It takes years to develop, test and field major weapon systems throughout the Defense Department. But when it comes to cyberspace, emerging threats and capabilities are measured in hours, minutes and seconds. The old way of buying defense systems just can’t keep up.
The Army, however, is applying a strategy known as the IT Box model to deliver faster acquisition decisions for new cyber capabilities. First developed in 2008, the IT Box model is designed to place various cyber tools in overarching requirements definition packages that can be pushed down below the joint level to the individual services. The construct will allow the Army Training and Doctrine Command to rapidly update major cyber requirements documents as new operational needs are identified by Army units, potentially improving response times from years or months to just weeks.

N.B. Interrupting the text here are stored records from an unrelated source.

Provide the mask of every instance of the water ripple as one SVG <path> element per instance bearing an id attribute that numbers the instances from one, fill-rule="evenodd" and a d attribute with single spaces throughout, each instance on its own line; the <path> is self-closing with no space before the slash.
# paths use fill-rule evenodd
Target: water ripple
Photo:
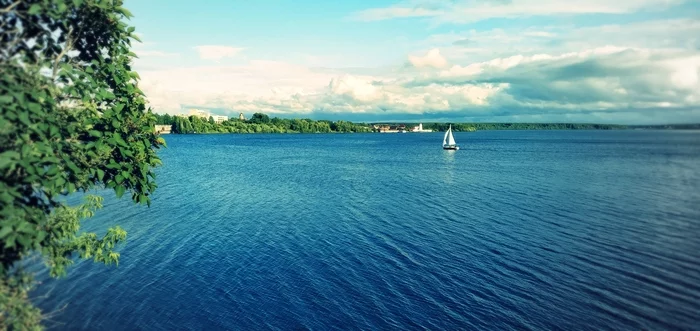
<path id="1" fill-rule="evenodd" d="M 697 133 L 459 134 L 168 136 L 152 207 L 85 223 L 120 266 L 33 296 L 58 329 L 697 329 Z"/>

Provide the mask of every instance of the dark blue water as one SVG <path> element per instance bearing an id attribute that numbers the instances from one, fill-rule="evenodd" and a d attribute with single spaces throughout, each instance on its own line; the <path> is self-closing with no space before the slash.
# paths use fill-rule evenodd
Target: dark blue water
<path id="1" fill-rule="evenodd" d="M 698 329 L 700 132 L 455 138 L 167 136 L 152 207 L 85 222 L 119 267 L 44 282 L 47 325 Z"/>

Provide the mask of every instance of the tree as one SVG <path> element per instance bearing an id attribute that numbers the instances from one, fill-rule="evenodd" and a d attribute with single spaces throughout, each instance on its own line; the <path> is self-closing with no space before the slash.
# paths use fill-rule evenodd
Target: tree
<path id="1" fill-rule="evenodd" d="M 211 125 L 216 124 L 216 121 L 214 121 L 214 117 L 213 117 L 213 116 L 209 116 L 209 124 L 211 124 Z"/>
<path id="2" fill-rule="evenodd" d="M 126 236 L 77 236 L 101 198 L 60 197 L 106 187 L 150 205 L 165 142 L 131 69 L 122 0 L 0 0 L 0 15 L 0 329 L 40 329 L 19 262 L 38 253 L 54 277 L 75 253 L 116 264 Z"/>
<path id="3" fill-rule="evenodd" d="M 255 113 L 253 114 L 253 117 L 250 118 L 250 122 L 256 124 L 270 123 L 270 116 L 263 113 Z"/>

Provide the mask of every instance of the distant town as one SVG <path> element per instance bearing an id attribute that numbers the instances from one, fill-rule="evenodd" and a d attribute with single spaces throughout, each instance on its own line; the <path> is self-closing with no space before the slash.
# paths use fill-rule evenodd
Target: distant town
<path id="1" fill-rule="evenodd" d="M 433 132 L 436 131 L 434 129 L 429 129 L 429 128 L 424 128 L 423 123 L 419 123 L 418 125 L 411 126 L 411 125 L 406 125 L 406 124 L 365 124 L 365 123 L 351 123 L 348 121 L 315 121 L 311 119 L 293 119 L 293 120 L 288 120 L 288 119 L 279 119 L 279 118 L 272 118 L 270 119 L 267 115 L 261 114 L 261 113 L 256 113 L 253 115 L 253 118 L 248 120 L 243 113 L 238 114 L 238 118 L 229 118 L 228 116 L 224 115 L 215 115 L 212 114 L 208 111 L 200 110 L 200 109 L 190 109 L 186 114 L 176 114 L 176 115 L 158 115 L 158 123 L 155 125 L 155 131 L 158 134 L 169 134 L 169 133 L 213 133 L 213 132 L 220 132 L 219 130 L 211 127 L 211 125 L 214 126 L 221 126 L 224 127 L 226 132 L 229 133 L 258 133 L 258 132 L 263 132 L 263 133 L 269 133 L 269 132 L 278 132 L 278 131 L 283 131 L 283 132 L 302 132 L 302 133 L 309 133 L 309 132 L 318 132 L 318 133 L 323 133 L 323 132 L 379 132 L 379 133 L 407 133 L 407 132 Z M 180 119 L 180 120 L 178 120 Z M 251 124 L 255 125 L 252 127 L 252 130 L 248 130 L 248 128 L 241 128 L 241 127 L 235 127 L 232 126 L 232 121 L 237 122 L 238 124 L 241 123 L 246 123 L 246 124 Z M 194 127 L 190 130 L 187 128 L 187 124 L 184 124 L 183 122 L 189 123 L 189 125 L 192 125 L 193 122 L 198 122 L 201 123 L 198 126 L 198 129 L 195 129 Z M 210 127 L 207 127 L 204 125 L 205 123 L 208 123 Z M 294 123 L 297 123 L 298 125 L 294 125 Z M 306 123 L 306 125 L 304 124 Z M 277 124 L 278 126 L 283 127 L 280 130 L 275 130 L 270 127 L 270 125 L 275 125 Z M 321 124 L 316 127 L 314 130 L 313 126 L 314 124 Z M 324 125 L 325 124 L 325 125 Z M 264 125 L 264 126 L 263 126 Z M 327 129 L 326 129 L 327 127 Z M 436 128 L 437 129 L 437 128 Z M 190 132 L 191 131 L 191 132 Z M 253 131 L 253 132 L 248 132 L 248 131 Z M 464 131 L 474 131 L 474 130 L 464 130 Z"/>
<path id="2" fill-rule="evenodd" d="M 433 132 L 432 129 L 424 129 L 423 123 L 407 128 L 405 124 L 399 125 L 372 125 L 375 132 L 379 133 L 406 133 L 406 132 Z"/>

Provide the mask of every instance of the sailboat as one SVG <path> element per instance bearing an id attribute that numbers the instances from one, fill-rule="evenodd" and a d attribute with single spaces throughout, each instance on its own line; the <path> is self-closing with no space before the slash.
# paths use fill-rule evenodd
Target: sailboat
<path id="1" fill-rule="evenodd" d="M 452 136 L 452 124 L 450 124 L 450 128 L 445 132 L 445 137 L 442 138 L 442 149 L 459 149 L 459 146 L 457 146 L 455 142 L 455 137 Z"/>

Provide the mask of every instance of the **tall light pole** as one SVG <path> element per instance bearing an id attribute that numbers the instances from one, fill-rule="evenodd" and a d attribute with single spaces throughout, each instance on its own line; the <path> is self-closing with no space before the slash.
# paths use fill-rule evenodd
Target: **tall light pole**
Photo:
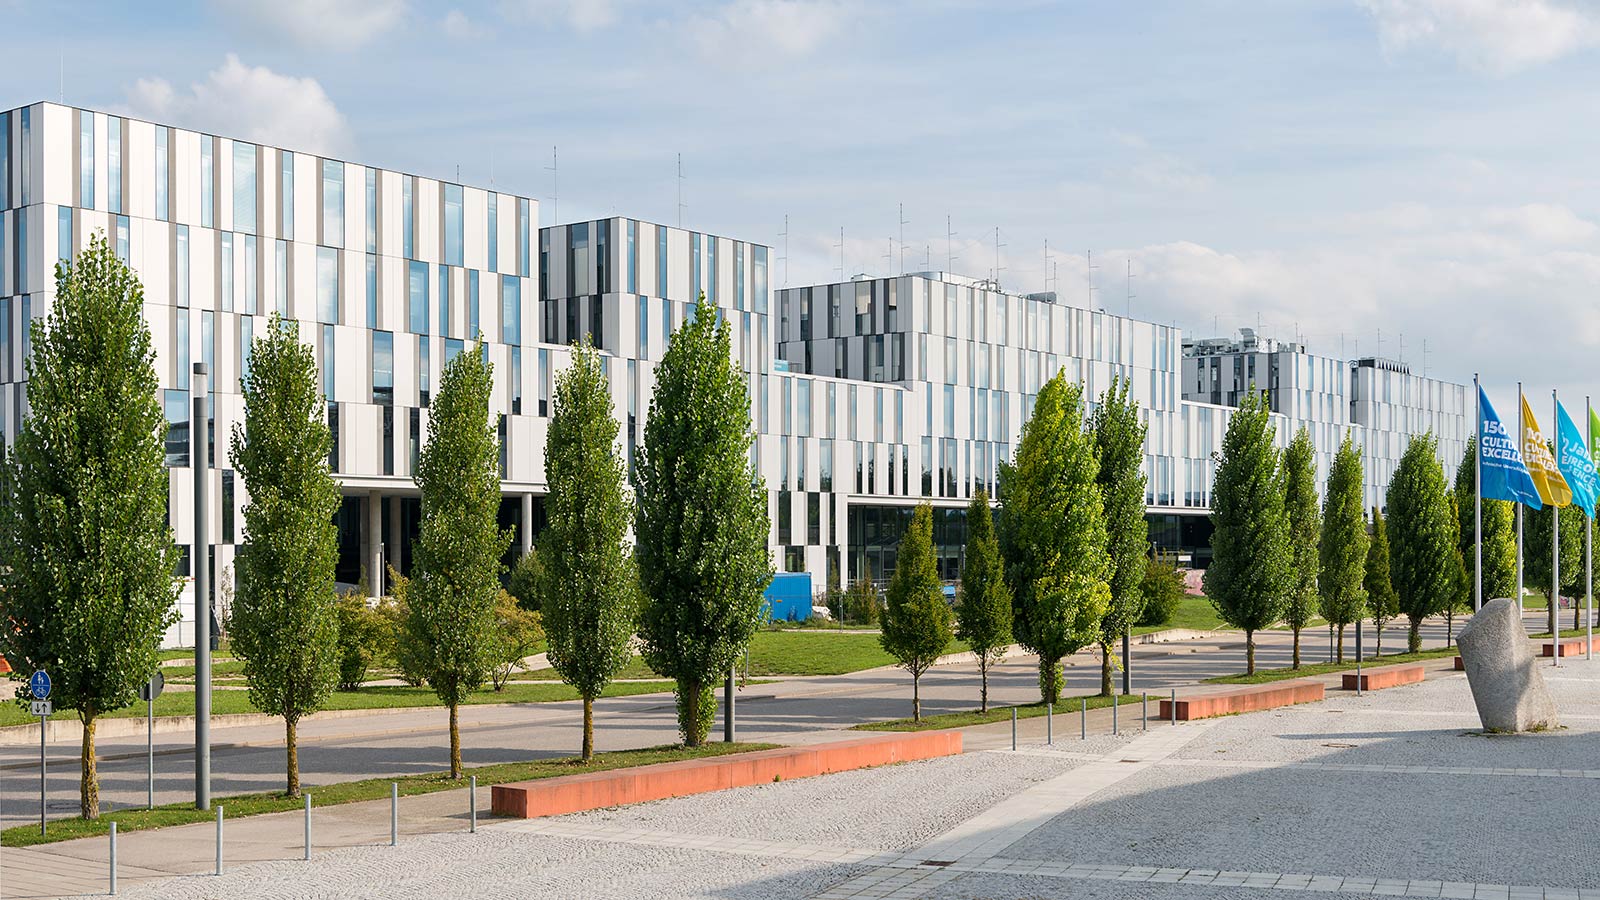
<path id="1" fill-rule="evenodd" d="M 194 418 L 189 426 L 194 472 L 194 808 L 211 808 L 211 429 L 207 414 L 206 364 L 194 364 Z"/>

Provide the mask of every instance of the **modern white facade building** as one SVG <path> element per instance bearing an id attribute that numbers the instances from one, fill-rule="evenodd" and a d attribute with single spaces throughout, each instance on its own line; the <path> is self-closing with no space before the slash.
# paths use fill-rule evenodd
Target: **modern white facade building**
<path id="1" fill-rule="evenodd" d="M 939 510 L 941 571 L 954 577 L 967 500 L 994 492 L 1000 460 L 1058 369 L 1091 402 L 1114 377 L 1130 379 L 1149 421 L 1152 539 L 1202 559 L 1213 454 L 1251 367 L 1275 373 L 1267 385 L 1285 441 L 1298 423 L 1313 427 L 1324 472 L 1343 430 L 1363 429 L 1372 502 L 1406 435 L 1434 429 L 1453 460 L 1467 427 L 1464 388 L 1382 361 L 1352 368 L 1298 347 L 1215 342 L 1196 353 L 1169 326 L 944 272 L 775 292 L 770 251 L 757 243 L 627 218 L 541 228 L 528 197 L 38 103 L 0 112 L 8 442 L 26 414 L 29 323 L 53 300 L 53 265 L 98 232 L 144 285 L 170 422 L 171 520 L 184 546 L 194 539 L 190 371 L 210 367 L 219 576 L 243 539 L 245 498 L 227 449 L 243 413 L 238 381 L 274 313 L 316 348 L 345 498 L 345 582 L 386 564 L 409 568 L 419 518 L 411 474 L 431 390 L 475 335 L 495 366 L 501 518 L 516 532 L 509 561 L 542 525 L 549 402 L 566 345 L 588 335 L 603 350 L 631 460 L 654 367 L 701 292 L 730 322 L 749 378 L 774 564 L 818 586 L 834 567 L 843 578 L 886 577 L 923 499 Z"/>

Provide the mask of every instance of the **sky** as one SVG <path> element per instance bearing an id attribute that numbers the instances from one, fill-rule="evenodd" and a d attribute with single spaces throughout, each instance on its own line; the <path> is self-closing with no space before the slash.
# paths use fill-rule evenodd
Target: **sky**
<path id="1" fill-rule="evenodd" d="M 459 171 L 543 224 L 681 217 L 772 246 L 775 286 L 998 268 L 1195 336 L 1482 372 L 1503 417 L 1519 379 L 1537 410 L 1600 398 L 1600 0 L 0 0 L 0 22 L 0 108 Z"/>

“Cyber doesn’t fit the traditional acquisition process that you would use to deliver a tank,” said Kevin Fahey, executive director of the Army’s System of Systems Engineering and Integration (SoSE&I) directorate, in a post on the Army web site. “As the Army moves from responding to operational needs statements to creating cyber programs of record, we are laying the groundwork to continuously take advantage of the best technology out there.”
According to the Army, it plans to leverage the IT Box model to acquire a broad range of cyber capabilities, including analytics, advanced sensors, forensics, infrastructure and insider threat discovery systems.
The IT Box model was initially developed as a way to improve the Defense Department’s Joint Capability Integration and Development System (JCIDS). The four sides of the box represent the organization that provides oversight and management of the product; the capabilities required; the cost of application development; and the costs associated with sustaining and supporting the product during operations. The Joint Requirements Oversight Council, which sits at the Joint Chiefs of Staff level, is able to delegate requirements management down to the unit level at a sponsoring organization.
“By tailoring the IT Box construct to cyber, we are creating the foundation for rapid response that our soldiers will need for years to come,” said Col. B.J. Stephens, director of the Army’s Cyber Focal, an office under the Assistant Secretary of the Army for Acquisition, Logistics and Technology (ASA-ALT) responsible for coordinating and synchronizing cyberspace requirements across Army program offices. “At the same time, the Army has established the Cyber Acquisition Requirements and Resourcing (CARR) working group to provide Army oversight and governance for cyber IT Box requirements so the right stakeholders are prioritizing the acquisition of each materiel solution.”
In one of the major success stories involving the use of the IT Box model, the Joint Chiefs of Staff delegated responsibilities for tailored acquisitions related to a major mission planning system — the Integrated Strategic Planning and Analysis Network (ISPAN) — to the U.S. Strategic Command. The ability to closely integrate requirements definition with the acquisition process enabled Stratcom and the Air Force to improve the acquisition timeline for ISPAN from more than 5 years for the initial capability to just 15 months for the second increment of the system.